Publié le 01/03/2016 à 20h11

Nous avons toujours en nous cette idée que les catastrophes, c’est pour les autres. Prenons deux des plus importantes catastrophes naturelles de ces dernières années pour comprendre l’irrationalité de notre optimisme. En février 2010, la tempête Xynthia frappe la commune de La Faute-sur-Mer. Prévisible et de moins faible intensité que la tempête de 1999, celle-ci va pourtant faire 29 morts, pris au piège de leurs habitations construites dans une zone exposée à des risques de submersion. Aucune information sur les risques, aucune alerte sur le danger à venir ne leur ont permis d’échapper à une mort presque certaine.

En octobre 2015, les inondations qui font 20 morts dans les Alpes-Maritimes relancent le débat sur les constructions en zone inondable et le bétonnage à outrance qui amplifie ces phénomènes météorologiques. Juste après ce drame, une enquête de Libération met en évidence de vastes chantiers lancés dans le Sud sur des terrains à risques, comme un centre commercial à Cagnes-sur-Mer ou la seconde gare de Montpellier.
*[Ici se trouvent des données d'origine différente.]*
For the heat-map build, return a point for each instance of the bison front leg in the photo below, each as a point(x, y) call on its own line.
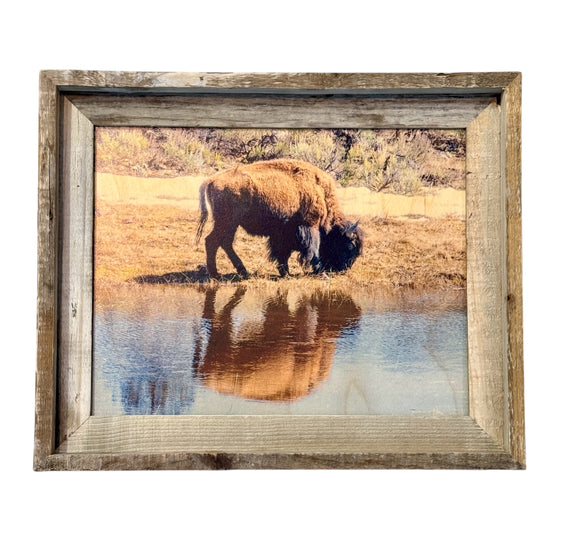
point(225, 239)
point(309, 247)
En France, la culture du risque est souvent perçue comme une contrainte, une «réglementation pesante» pour reprendre les mots de Nicolas Sarkozy quand il prônait de rendre constructibles certaines zones inondables. C'est vrai en matière de catastrophes naturelles, ça l'est face au risque nucléaire. Il existe une soixantaine de réacteurs nucléaires en France. Qui sait aujourd'hui comment réagir en cas d'accident majeur ? Qui croit encore qu'un Fukushima est impossible ? Qui pense encore qu'après nous le déluge ? Avec le changement climatique, il nous faut désormais pas seulement vivre avec ce risque, mais apprendre à le connaître.